Hi, i tried my best to look around for answers, so appreciate your help please. I have Apache Spark and Cassandra set up. But any code i try to run is getting me error. I'm new to Scala/Spark.
When I run this code from Jupyter, it seems to work and writes a new keyspace/table to my Cassandra db:
CassandraConnector(conf).withSessionDo { session => session.execute("CREATE KEYSPACE testdemo WITH REPLICATION = {'class': 'SimpleStrategy', 'replication_factor': 3 }") session.execute("CREATE TABLE testdemo.words (word text PRIMARY KEY, count int)") }
In here, the schema command works, but showing the contents doesn't work and I get a lot of warning messages as below:
val rating = spark.read .format("org.apache.spark.sql.cassandra") .option("spark.cassandra.connection.host","192.168.0.100") .options(Map( "table" -> "testdemo", "keyspace" -> "testdemo" .load() rating.schema //schema loads ok rating.show() //this one throws error
WARN scheduler.TaskSchedulerImpl: Initial job has not accepted any resources; check your cluster UI to ensure that workers are registered and have sufficient resources
When I try from spark-shell, I get this and error as below:
val testDF = spark.read.format("org.apache.spark.sql.cassandra"). options(Map("table"->"testdemo","keyspace"->"testdemo")). load testDF.show()
Caused by: java.lang.ClassNotFoundException: org.apache.spark.sql.catalyst.package$ScalaReflectionLock$
From looking around, the last error seems to be a compatibility issue.

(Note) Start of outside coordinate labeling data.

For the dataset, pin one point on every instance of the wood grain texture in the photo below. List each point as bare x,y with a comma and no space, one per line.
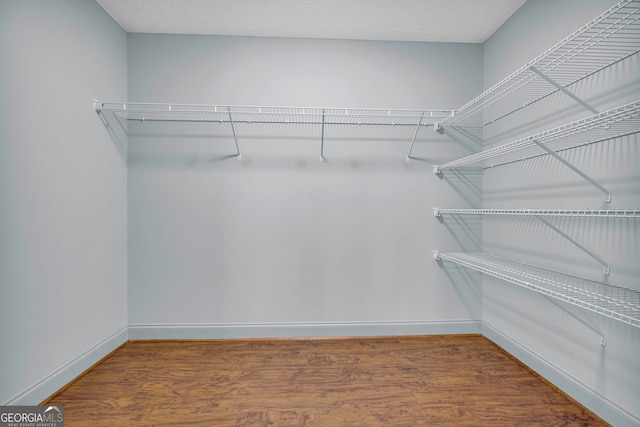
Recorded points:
389,381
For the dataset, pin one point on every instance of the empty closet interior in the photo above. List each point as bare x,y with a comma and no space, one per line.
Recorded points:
223,186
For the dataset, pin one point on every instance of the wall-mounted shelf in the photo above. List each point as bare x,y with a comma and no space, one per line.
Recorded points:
607,213
616,302
606,40
611,124
620,121
235,115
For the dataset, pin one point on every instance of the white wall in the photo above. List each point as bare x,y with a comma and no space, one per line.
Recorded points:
606,379
62,191
279,237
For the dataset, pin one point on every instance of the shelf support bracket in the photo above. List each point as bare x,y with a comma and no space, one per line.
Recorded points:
603,339
575,169
235,138
413,140
322,139
564,90
575,243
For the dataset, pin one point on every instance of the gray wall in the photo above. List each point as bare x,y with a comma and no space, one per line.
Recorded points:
279,237
62,194
520,317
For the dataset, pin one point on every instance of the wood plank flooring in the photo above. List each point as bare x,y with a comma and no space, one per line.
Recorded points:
390,381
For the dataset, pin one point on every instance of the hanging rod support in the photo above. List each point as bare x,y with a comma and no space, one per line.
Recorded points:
413,141
603,339
564,90
575,169
575,243
322,139
233,129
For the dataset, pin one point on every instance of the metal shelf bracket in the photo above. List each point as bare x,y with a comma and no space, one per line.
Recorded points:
575,169
603,339
413,140
576,244
564,90
235,138
322,138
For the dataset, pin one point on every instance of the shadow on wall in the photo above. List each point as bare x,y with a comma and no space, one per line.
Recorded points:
467,285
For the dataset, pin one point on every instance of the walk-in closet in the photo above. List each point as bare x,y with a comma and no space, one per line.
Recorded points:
260,191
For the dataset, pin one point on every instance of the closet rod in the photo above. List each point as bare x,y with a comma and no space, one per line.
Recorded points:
607,213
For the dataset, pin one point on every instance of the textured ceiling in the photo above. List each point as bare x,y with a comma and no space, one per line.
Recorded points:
462,21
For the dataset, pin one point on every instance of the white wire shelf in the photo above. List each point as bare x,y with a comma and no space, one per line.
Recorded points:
604,41
607,213
615,302
239,114
614,123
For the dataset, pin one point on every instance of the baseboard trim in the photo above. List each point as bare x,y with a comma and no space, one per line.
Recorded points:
300,330
589,398
62,376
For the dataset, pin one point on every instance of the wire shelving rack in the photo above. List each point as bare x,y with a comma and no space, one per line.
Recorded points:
239,114
609,38
614,123
607,213
616,302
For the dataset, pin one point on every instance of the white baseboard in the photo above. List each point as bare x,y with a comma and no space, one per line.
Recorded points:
70,371
589,398
300,330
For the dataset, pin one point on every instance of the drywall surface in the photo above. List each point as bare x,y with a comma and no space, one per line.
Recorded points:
556,336
280,237
62,191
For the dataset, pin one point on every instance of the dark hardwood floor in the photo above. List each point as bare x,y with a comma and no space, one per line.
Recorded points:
448,380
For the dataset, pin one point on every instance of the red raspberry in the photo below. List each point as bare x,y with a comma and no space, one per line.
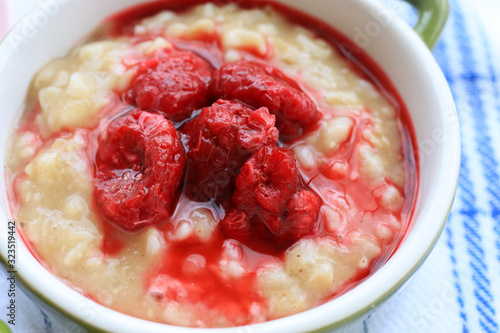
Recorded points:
220,141
140,161
260,85
174,83
271,199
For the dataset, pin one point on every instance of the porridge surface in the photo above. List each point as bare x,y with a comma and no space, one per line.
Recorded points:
185,271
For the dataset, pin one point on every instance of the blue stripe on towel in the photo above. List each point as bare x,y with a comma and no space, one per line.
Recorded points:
480,279
456,277
440,54
494,188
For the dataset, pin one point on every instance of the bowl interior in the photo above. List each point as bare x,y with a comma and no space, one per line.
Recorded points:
44,34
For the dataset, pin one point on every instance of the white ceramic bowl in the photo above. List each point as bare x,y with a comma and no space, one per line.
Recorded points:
53,28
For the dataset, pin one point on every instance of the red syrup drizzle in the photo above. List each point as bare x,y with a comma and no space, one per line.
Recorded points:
236,296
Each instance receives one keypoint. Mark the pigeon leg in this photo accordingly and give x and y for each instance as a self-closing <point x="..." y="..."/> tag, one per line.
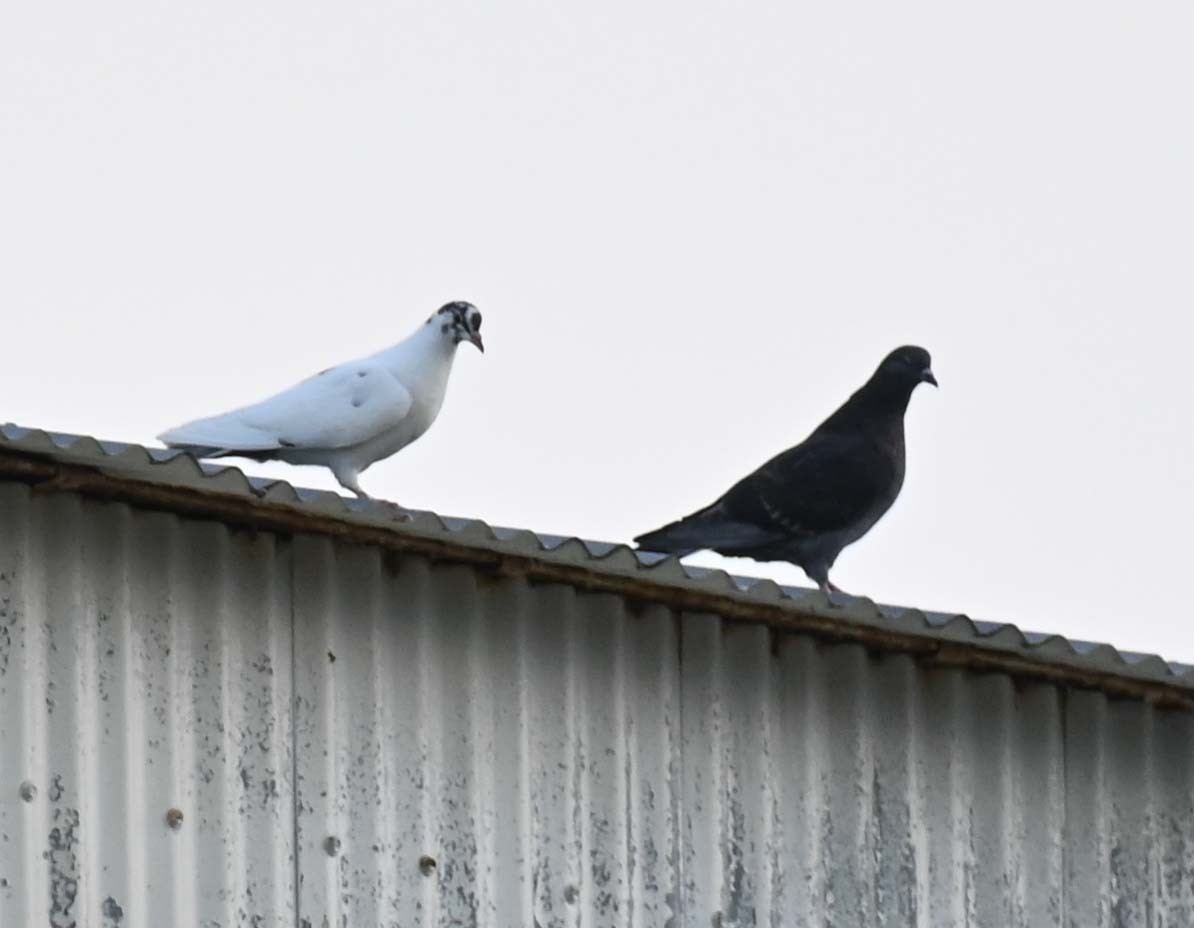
<point x="349" y="480"/>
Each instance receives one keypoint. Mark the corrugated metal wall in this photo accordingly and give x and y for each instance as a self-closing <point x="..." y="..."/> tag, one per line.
<point x="361" y="741"/>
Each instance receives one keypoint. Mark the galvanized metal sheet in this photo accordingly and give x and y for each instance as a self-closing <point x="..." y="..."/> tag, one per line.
<point x="145" y="719"/>
<point x="177" y="469"/>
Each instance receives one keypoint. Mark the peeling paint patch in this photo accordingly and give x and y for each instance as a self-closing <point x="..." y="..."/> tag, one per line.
<point x="111" y="911"/>
<point x="63" y="860"/>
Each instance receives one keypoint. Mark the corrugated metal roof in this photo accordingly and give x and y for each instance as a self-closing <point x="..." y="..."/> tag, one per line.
<point x="177" y="481"/>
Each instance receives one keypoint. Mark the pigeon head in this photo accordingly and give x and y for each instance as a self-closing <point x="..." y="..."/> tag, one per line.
<point x="460" y="321"/>
<point x="905" y="368"/>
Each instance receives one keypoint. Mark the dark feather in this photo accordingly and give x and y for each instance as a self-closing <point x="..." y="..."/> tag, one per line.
<point x="811" y="501"/>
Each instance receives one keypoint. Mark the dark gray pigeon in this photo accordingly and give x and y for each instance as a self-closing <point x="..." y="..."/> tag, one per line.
<point x="807" y="503"/>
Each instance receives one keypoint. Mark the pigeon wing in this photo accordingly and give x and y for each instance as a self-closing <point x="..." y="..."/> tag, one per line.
<point x="825" y="484"/>
<point x="340" y="407"/>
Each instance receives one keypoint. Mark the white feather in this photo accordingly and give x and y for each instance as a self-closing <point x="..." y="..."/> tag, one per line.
<point x="345" y="418"/>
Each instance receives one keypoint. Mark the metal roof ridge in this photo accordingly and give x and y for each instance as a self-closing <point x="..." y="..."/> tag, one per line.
<point x="170" y="468"/>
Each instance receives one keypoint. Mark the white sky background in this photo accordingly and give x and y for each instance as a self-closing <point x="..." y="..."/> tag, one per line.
<point x="693" y="229"/>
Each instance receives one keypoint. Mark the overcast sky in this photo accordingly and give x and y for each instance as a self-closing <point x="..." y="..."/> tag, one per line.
<point x="693" y="228"/>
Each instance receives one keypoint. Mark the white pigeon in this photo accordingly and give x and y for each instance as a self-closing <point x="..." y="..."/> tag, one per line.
<point x="346" y="417"/>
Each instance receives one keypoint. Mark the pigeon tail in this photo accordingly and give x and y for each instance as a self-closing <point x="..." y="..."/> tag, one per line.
<point x="711" y="528"/>
<point x="198" y="450"/>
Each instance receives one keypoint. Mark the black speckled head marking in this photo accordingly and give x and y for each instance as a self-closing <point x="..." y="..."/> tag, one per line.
<point x="461" y="321"/>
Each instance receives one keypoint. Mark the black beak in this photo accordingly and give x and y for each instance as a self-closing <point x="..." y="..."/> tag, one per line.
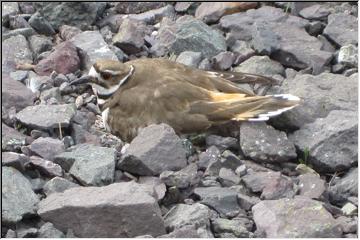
<point x="83" y="80"/>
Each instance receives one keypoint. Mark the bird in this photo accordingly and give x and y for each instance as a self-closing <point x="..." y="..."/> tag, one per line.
<point x="145" y="91"/>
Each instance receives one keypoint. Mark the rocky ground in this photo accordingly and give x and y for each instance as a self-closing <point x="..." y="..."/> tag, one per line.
<point x="293" y="176"/>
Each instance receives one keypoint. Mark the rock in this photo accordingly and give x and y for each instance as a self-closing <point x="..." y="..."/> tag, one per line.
<point x="222" y="200"/>
<point x="64" y="59"/>
<point x="47" y="147"/>
<point x="188" y="34"/>
<point x="181" y="179"/>
<point x="311" y="186"/>
<point x="94" y="211"/>
<point x="347" y="186"/>
<point x="15" y="160"/>
<point x="246" y="202"/>
<point x="130" y="37"/>
<point x="189" y="58"/>
<point x="17" y="197"/>
<point x="49" y="231"/>
<point x="321" y="94"/>
<point x="233" y="227"/>
<point x="348" y="55"/>
<point x="58" y="185"/>
<point x="15" y="94"/>
<point x="227" y="177"/>
<point x="257" y="142"/>
<point x="272" y="185"/>
<point x="303" y="218"/>
<point x="155" y="149"/>
<point x="196" y="215"/>
<point x="261" y="65"/>
<point x="342" y="29"/>
<point x="222" y="143"/>
<point x="315" y="12"/>
<point x="41" y="25"/>
<point x="11" y="139"/>
<point x="223" y="60"/>
<point x="85" y="165"/>
<point x="331" y="141"/>
<point x="211" y="12"/>
<point x="15" y="50"/>
<point x="79" y="14"/>
<point x="46" y="117"/>
<point x="93" y="46"/>
<point x="45" y="167"/>
<point x="40" y="44"/>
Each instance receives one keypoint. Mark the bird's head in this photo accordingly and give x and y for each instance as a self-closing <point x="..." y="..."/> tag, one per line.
<point x="106" y="77"/>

spark-shell --packages datastax:spark-cassandra-connector:2.4.0-s_2.11
I tried to change this to use other connectors from https://mvnrepository.com/artifact/com.datastax.spark/spark-cassandra-connector, but spark-shell can't find it
--packages datastax:spark-cassandra-connector:2.4.1-2.11 //not found
Please help! I'm running the following versions.
- Scala version 2.11.12
- Spark version 2.4.4
- Cassandra 3.11.4